When you do the longer lower intensity intervals

It has been shown to improve your heart rate and “cardio” conditioning more than the really short super high intensity ones which develop explosive strength more.  As you go longer the contribution of aerobic (burning oxygen) metabolism goes up so this makes sense.

All HIIT had very positive benefits on metabolic parameters like insulin; blood lipids etc so from a health perspective it seems you can get the same benefits as LSD in less time.

What did I learn?

HIIT is very efficient and very useful. It is a great way to “get” in shape or get to the next level of fitness.  It has great metabolic effects. It is not, at least for me and my co-crazies, a way of losing weight or changing body composition by itself. It requires support from other forms of exercise including LSD.

So HIIT is slowly coming down off its high horse and LSD is resuming its rightful place among exercise.  This upsets a lot of people.  I can recall a Gynecologist publically ridiculing me and humiliating himself by angrily telling me I was FOS when I said we are always in the fat burning zone except when we are doing HIIT! He insisted incorrectly that you only burn fat when you hit 90% of your Heart Rate and that this was the “Fat Burning Zone”. This is what happens when people get their information from the internet and believe people who “look” credible but are themselves FOS.

HIIT burns more fat after in its EPOC phase but as we see that was way over estimated. During your HIIT session you are actually using the glycolytic (sugar burning lactate producing) pathways. The angry Gynecologist had done something I see all to commonly these days. He let an internet site or Guru make him forget his education in favor of popular public opinion. Destroying a myth is not a great way to win friends and influence people!

And what happened to all the HIIT gurus?

They are still out there quoting the old studies done with old inaccurate methodology and study design.  The courses and books touting “Get Ripped”  “Afterburn” and “Destroying the Fat Loss Dogma” are still referenced as gospel truth.
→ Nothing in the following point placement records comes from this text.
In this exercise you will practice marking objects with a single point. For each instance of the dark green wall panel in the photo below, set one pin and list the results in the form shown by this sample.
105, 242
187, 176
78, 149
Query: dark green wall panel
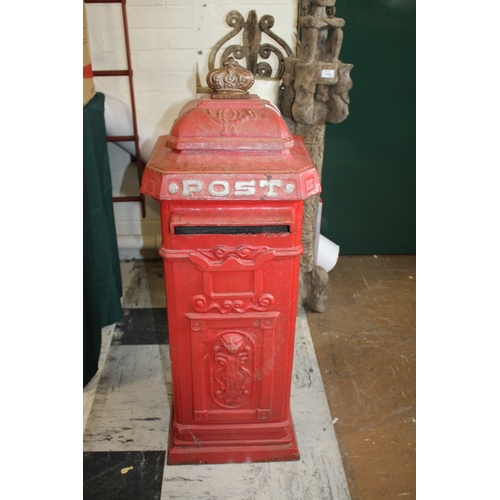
369, 162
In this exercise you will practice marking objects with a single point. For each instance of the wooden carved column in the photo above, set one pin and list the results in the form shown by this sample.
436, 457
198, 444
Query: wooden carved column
315, 92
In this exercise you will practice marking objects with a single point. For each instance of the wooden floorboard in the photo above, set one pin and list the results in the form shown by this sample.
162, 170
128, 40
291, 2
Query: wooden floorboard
365, 344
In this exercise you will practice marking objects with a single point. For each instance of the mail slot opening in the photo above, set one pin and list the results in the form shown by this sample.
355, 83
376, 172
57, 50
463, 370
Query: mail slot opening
231, 229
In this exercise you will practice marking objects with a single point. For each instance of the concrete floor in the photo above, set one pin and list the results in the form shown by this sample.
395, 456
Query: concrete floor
365, 345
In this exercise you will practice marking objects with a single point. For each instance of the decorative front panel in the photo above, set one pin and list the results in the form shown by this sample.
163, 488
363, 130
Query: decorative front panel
231, 354
232, 370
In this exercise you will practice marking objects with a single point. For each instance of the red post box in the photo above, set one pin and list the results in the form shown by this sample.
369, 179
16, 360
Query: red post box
231, 181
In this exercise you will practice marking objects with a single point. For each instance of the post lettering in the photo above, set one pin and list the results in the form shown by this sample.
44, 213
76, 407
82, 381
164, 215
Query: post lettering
271, 193
244, 188
191, 186
218, 192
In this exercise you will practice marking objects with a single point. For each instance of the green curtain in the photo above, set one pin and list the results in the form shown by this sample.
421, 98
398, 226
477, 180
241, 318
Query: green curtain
102, 286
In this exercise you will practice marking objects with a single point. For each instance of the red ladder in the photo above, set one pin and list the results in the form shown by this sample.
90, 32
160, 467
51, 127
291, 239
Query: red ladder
125, 138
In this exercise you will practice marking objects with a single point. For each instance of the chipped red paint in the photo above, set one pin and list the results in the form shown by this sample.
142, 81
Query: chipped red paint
231, 181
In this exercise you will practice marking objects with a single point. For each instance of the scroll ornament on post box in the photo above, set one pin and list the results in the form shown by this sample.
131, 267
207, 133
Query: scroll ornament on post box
231, 181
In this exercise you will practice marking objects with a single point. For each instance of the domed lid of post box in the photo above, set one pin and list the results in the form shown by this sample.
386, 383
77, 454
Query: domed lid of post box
230, 145
241, 121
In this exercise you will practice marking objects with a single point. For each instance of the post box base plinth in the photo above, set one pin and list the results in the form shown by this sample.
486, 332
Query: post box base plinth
234, 451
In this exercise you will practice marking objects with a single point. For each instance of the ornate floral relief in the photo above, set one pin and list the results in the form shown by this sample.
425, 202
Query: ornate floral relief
230, 119
202, 303
232, 369
221, 253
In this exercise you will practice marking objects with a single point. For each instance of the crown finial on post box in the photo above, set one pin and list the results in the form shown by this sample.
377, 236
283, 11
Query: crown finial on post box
230, 82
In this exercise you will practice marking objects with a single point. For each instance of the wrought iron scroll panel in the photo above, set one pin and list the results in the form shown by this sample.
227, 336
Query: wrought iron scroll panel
252, 49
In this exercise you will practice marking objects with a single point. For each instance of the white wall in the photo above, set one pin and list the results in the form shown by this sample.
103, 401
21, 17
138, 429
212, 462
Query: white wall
168, 39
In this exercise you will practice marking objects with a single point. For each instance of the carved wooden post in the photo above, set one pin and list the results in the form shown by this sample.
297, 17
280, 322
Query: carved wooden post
315, 92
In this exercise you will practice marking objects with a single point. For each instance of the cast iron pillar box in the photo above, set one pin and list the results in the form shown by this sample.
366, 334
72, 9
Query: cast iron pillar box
231, 181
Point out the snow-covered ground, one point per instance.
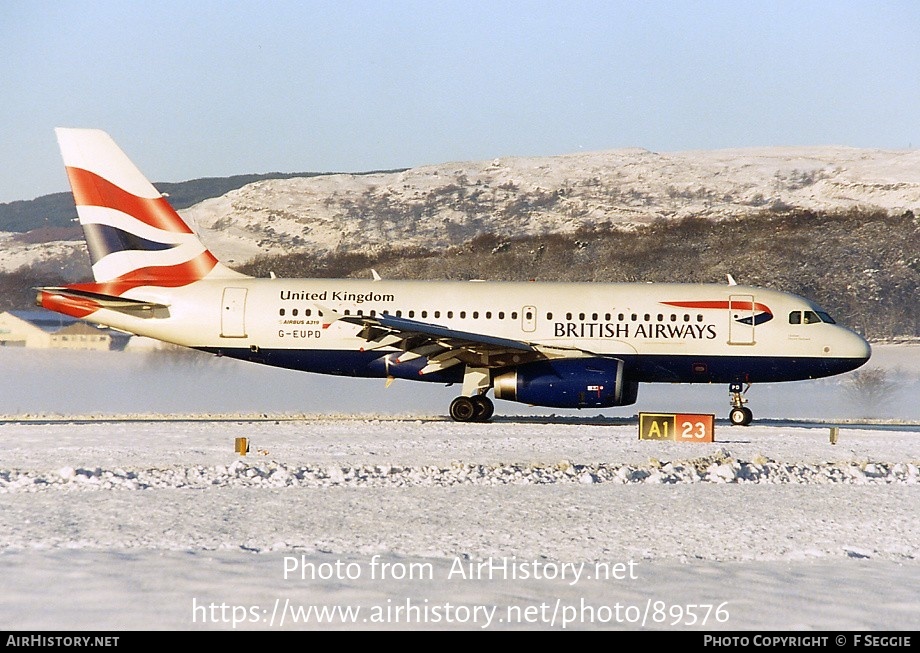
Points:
(368, 504)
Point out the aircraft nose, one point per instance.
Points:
(854, 347)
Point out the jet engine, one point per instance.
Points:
(568, 383)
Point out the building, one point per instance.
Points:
(46, 330)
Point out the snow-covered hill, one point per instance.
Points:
(442, 205)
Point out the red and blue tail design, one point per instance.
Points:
(135, 238)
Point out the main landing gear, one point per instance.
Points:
(478, 408)
(473, 405)
(740, 415)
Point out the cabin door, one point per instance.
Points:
(741, 320)
(233, 313)
(529, 319)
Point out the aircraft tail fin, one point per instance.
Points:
(135, 238)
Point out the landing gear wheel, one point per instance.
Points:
(484, 408)
(741, 416)
(463, 409)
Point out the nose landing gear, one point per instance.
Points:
(740, 415)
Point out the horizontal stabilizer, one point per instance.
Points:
(86, 299)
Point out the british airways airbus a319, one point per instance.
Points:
(560, 345)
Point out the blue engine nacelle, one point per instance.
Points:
(568, 383)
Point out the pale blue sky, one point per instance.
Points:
(193, 88)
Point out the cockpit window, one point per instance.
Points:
(810, 317)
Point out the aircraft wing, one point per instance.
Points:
(444, 347)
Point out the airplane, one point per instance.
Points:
(558, 345)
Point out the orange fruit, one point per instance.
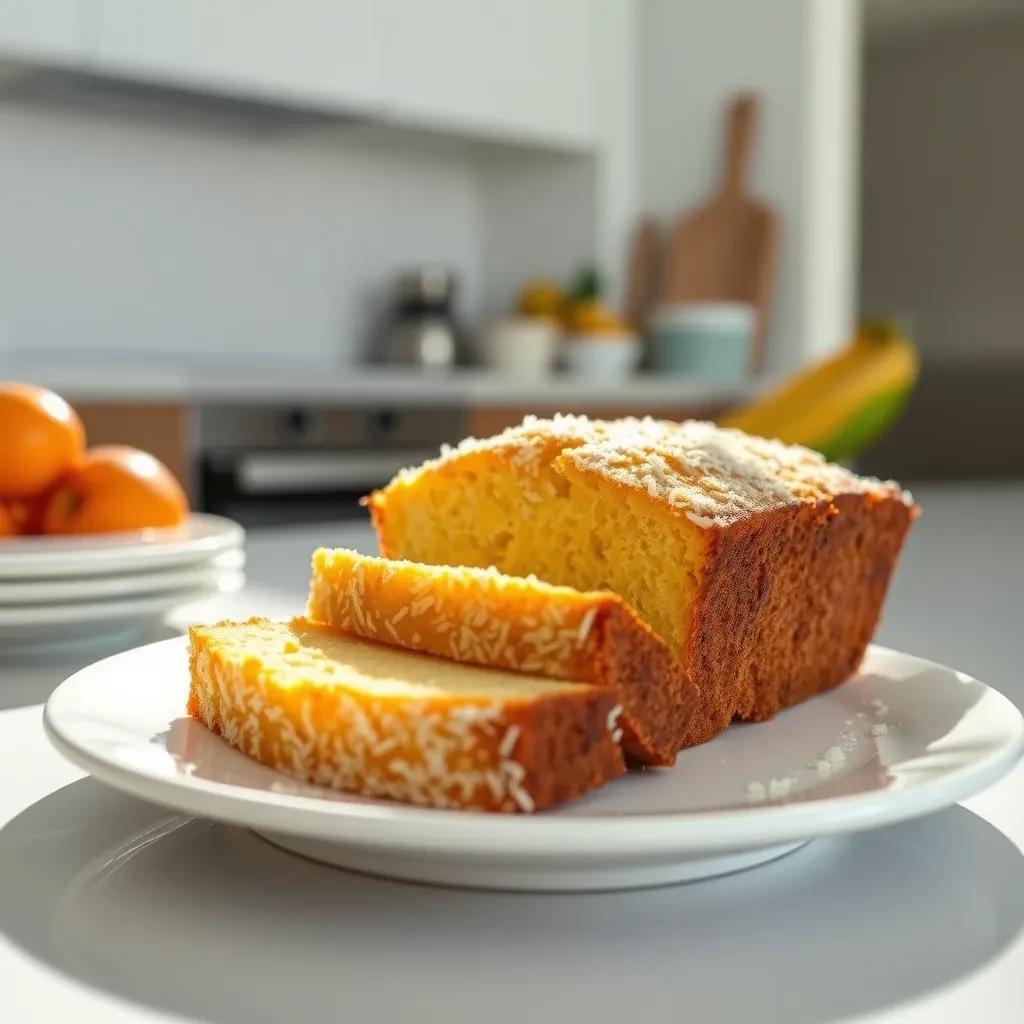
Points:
(115, 487)
(40, 437)
(8, 525)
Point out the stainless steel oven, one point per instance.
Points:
(266, 465)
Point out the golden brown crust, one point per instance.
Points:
(790, 604)
(263, 686)
(481, 616)
(775, 585)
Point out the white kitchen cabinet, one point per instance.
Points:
(42, 30)
(515, 69)
(323, 53)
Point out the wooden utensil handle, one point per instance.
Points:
(739, 142)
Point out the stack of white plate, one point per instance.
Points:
(59, 592)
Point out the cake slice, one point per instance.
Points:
(762, 566)
(481, 616)
(335, 710)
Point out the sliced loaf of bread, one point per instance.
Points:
(335, 710)
(484, 617)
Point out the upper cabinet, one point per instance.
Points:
(42, 30)
(518, 69)
(320, 52)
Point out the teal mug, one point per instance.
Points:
(702, 339)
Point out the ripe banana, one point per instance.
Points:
(844, 404)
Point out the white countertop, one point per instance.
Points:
(115, 910)
(366, 385)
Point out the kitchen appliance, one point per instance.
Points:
(424, 331)
(264, 465)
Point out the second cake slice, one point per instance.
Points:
(484, 617)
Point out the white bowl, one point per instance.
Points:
(520, 345)
(600, 355)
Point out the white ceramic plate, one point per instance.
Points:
(41, 628)
(199, 539)
(911, 736)
(51, 590)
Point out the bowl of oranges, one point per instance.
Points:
(94, 542)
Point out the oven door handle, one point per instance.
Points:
(284, 472)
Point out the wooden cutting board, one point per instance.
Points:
(725, 250)
(643, 285)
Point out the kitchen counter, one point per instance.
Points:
(366, 385)
(116, 910)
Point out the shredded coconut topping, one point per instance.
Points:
(712, 475)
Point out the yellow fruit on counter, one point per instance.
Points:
(843, 404)
(593, 316)
(542, 299)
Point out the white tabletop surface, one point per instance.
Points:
(113, 909)
(361, 385)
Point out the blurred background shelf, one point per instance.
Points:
(386, 386)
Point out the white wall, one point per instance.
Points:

The information is still quoted as factual, and their devoted legions are still angrily lashing out at me.  I wouldn’t be a bit surprised if I get some comments on this blog that way even though I have had very positive things to say about HIIT.

In the meantime I still stand by my original answer to the question, “Doc what is the best form of exercise?”

It depends.

 

All the Best,

Dr Dave

 

*There are several well known videos and highly respected trainers who have shown wonderful transformations in their athletes by adding HIIT training and decreasing other forms of training during this time. Tabata the Japanese speed skating coach had great results with his speed skaters in competition and noted remarkable increases in their aerobic capacity. Here’s the thing. These people were all Olympic level athletes. They were already at a super human level of fitness and probably needed one tweak to their training to change their outcomes. That tweak was the metabolic boost given by HIIT but it was contingent on a couple of things: They were quite YOUNG like under 30. They were already in tremendous shape and could tolerate maximal or even “supra” maximal stimulus without whining or getting injured. Their training environment and nutrition were strictly controlled and they did not do other things like try to earn a living. And I guarantee you they did a ton of other stuff besides just HIIT, including some LSD and weight training.

When these principles were applied to even the average active young person the results were less stellar. In the middle aged about to get sick group, you know the 50 something fat  metabolic early diabetic men, the calorie burns were flat out disappointing even though they were at 85% max heart rate. They stayed kinda fat middle aged and frumpy!  But, they got healthier in a big way quick. In other words it not only depends on what YOU want but WHERE you are starting from and how far you can actually go!